Il arriva au séminaire
des Missions Étrangères
le 4 novembre 1846. Dans sa nouvelle maison, Jean-Louis Bonnard
était heureux, et l'opinion de ses condisciples à son égard ne
variait guère, comme on peut le lire dans leurs témoignages : «
Sa figure, sur laquelle était habituellement peinte une aimable
candeur, était empreinte d'une naïveté presque enfantine, ce
qui lui attirait facilement l'affection de ses confrères...

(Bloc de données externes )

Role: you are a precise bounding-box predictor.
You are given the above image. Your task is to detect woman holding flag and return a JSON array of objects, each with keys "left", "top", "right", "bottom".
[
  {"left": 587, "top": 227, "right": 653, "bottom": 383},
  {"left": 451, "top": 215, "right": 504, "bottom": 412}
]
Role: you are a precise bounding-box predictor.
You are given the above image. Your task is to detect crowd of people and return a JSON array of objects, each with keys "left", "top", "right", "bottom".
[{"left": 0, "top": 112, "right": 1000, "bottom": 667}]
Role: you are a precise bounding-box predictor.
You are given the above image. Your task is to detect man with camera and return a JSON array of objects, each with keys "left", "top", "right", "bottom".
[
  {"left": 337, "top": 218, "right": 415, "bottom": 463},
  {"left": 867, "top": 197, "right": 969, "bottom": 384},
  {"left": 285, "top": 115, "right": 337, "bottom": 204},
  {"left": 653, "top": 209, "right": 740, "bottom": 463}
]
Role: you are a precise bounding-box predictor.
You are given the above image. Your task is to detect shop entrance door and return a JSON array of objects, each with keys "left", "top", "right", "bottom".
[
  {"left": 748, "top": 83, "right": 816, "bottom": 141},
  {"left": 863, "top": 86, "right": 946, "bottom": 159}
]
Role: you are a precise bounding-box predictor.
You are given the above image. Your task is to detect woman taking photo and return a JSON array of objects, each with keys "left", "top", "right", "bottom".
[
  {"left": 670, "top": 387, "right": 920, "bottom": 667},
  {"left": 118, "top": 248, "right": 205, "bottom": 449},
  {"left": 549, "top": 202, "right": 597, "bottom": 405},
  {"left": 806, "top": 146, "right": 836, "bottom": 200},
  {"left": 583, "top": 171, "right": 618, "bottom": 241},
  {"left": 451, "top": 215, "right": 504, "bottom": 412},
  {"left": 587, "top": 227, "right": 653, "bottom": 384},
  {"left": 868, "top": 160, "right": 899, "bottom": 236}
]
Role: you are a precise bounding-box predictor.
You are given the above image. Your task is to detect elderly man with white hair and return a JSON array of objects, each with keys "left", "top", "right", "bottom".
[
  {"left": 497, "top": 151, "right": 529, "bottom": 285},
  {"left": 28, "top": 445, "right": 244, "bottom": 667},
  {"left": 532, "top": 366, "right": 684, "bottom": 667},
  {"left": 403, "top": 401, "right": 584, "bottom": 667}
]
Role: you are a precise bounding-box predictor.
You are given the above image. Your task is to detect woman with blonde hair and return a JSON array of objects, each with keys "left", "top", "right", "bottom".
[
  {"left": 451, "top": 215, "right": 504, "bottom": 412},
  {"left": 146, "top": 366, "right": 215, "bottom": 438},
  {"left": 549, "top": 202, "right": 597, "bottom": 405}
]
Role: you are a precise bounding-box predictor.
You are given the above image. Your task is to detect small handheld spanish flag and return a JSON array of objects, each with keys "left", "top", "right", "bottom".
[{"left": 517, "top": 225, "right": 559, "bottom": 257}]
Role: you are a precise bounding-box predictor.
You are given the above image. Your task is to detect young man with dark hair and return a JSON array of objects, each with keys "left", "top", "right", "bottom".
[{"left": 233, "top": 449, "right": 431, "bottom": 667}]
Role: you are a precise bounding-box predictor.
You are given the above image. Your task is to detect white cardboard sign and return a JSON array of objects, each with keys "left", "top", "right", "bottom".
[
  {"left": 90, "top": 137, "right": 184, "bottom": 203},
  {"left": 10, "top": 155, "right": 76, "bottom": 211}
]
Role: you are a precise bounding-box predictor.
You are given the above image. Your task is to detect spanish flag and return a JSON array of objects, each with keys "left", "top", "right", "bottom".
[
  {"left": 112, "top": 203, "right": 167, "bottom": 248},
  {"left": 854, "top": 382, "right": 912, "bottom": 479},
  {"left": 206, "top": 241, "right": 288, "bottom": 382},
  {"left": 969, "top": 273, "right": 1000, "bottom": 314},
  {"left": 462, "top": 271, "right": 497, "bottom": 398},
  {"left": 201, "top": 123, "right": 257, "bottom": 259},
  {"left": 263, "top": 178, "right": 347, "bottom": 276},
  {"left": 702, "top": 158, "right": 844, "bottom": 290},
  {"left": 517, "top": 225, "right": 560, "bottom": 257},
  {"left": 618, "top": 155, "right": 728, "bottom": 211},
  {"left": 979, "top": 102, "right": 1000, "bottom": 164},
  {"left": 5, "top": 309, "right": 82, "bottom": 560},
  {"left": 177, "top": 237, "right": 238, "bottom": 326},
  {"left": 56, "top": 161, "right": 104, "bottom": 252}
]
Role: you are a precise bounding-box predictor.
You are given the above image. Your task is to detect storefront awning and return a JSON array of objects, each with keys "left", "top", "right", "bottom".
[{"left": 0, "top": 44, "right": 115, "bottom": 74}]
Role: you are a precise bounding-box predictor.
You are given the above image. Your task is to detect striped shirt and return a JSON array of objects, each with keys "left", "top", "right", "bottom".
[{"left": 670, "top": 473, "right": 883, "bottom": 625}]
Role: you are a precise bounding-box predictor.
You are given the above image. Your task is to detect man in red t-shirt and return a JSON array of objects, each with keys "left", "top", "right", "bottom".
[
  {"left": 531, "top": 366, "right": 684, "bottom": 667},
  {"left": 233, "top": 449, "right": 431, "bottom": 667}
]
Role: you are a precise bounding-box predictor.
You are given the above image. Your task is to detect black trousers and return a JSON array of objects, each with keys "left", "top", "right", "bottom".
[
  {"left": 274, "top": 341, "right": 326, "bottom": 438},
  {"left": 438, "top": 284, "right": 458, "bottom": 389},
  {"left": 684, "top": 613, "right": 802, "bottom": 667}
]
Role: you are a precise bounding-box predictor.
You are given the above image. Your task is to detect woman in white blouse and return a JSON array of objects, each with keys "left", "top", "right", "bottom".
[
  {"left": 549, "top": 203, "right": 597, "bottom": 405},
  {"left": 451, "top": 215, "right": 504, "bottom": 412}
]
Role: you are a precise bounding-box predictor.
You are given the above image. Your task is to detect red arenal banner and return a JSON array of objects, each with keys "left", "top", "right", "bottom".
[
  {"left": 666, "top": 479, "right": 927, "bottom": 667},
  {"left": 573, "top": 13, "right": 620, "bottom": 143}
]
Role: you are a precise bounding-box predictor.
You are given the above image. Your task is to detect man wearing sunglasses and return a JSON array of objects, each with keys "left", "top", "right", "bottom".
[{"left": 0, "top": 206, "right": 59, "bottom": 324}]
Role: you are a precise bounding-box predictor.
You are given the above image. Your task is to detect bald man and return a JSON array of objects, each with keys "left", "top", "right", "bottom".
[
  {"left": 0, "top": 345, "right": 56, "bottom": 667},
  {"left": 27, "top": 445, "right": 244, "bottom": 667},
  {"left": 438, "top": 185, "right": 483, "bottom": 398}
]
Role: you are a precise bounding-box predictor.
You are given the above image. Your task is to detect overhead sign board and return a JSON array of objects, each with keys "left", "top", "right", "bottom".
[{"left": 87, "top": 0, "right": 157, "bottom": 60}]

Il présente l'image de ces grands fleuves qui roulent leurs
eaux abondantes sans aucun bruit, et enrichissent les pays qu'ils
arrosent... Ange de paix, humble, modeste, doué d'une très
grande charité à l'égard de tous, il devait sans doute
ces aimables vertus à son innocence baptismale
parfaitement conservée.»
Le jeune Bonnard
écrivit alors à sa famille : «Vous vous imaginez qu'à peine
arrivé chez les infidèles je vais être mis à mort... Hélas! je ne
suis pas digne d'un si grand honneur qu'est celui de mourir pour la
foi, martyr de Jésus-Christ! Vous devriez bien demander pour moi
cette grâce au Bon Dieu; mais, si cette idée-là vous fatigue,
chassez-la au plus tôt, car maintenant il n'y a presque plus de
persécutions dans les contrées auxquelles on nous destine. Pour vous
en convaincre, vous n'avez qu'à lire, dans les Annales de la
Propagation de la Foi, ce qui regarde les Indes, la Malaisie, la
Mandchourie et la Chine.»
Jean-Louis omettait de parler du Vietnam, et c’est pourtant là
qu’allait se jouer son destin.
En février 1848,
Jean-Louis s'empressa de rassurer ses parents au sujet des
événements de cette singulière révolution où les émeutiers criaient:
« Vive les prêtres, vive le clergé ! » L'antithèse de celle
de 1830 ! Quelques mois plus tard, les Français en avaient déjà
assez de leur deuxième république, et Jean-Louis expliqua lucidement
aux siens: «Ainsi est fait le cœur de l'homme : on désire
tantôt la République, tantôt la Monarchie pour avoir le plaisir
de révolutionner. »
Jean-Louis Bonnard fut
ordonné prêtre le 23 décembre 1848, et partit de Nantes le 8 février
1849 à destination de la procure des missions basée à
Hongkong. Révolutions et voyages se suivent et ne se ressemblent
pas. Joseph Marchand était parti la veille de 1830 sur un bateau
appelé Le Voltaire, servi par des officiers et un équipage
parfaitement retissent à son égard ; Jean-Louis Bonnard partait au
lendemain de 1848 sur un bateau appelé L'Archevêque Affre,
servi par des officiers et un équipage bienveillants. Avec un
désagrément : il ne pu échapper au cérémonial du «baptême de
la Ligne» ; et une déception : un seul membre de l'équipage
fit ses pâques. A part cela, il suivi le parcours habituel : cap de
Bonne-Espérance, détroit de la Sonde, Singapour (que Bonnard appelle
«terre annamite, terre infidèle »). Là, il voit mêlées
plusieurs peuples de l'Extrême-Orient : Malais, Indiens, Chinois, et
il ne cache pas sa préférence pour ces derniers. Cependant, c'est là
qu'il reçu sa destination pour le Laos. Transbordement sur un navire
anglais, et autre surprise : « Quoique protestants, nos
compagnons de route nous traitaient parfaitement bien ».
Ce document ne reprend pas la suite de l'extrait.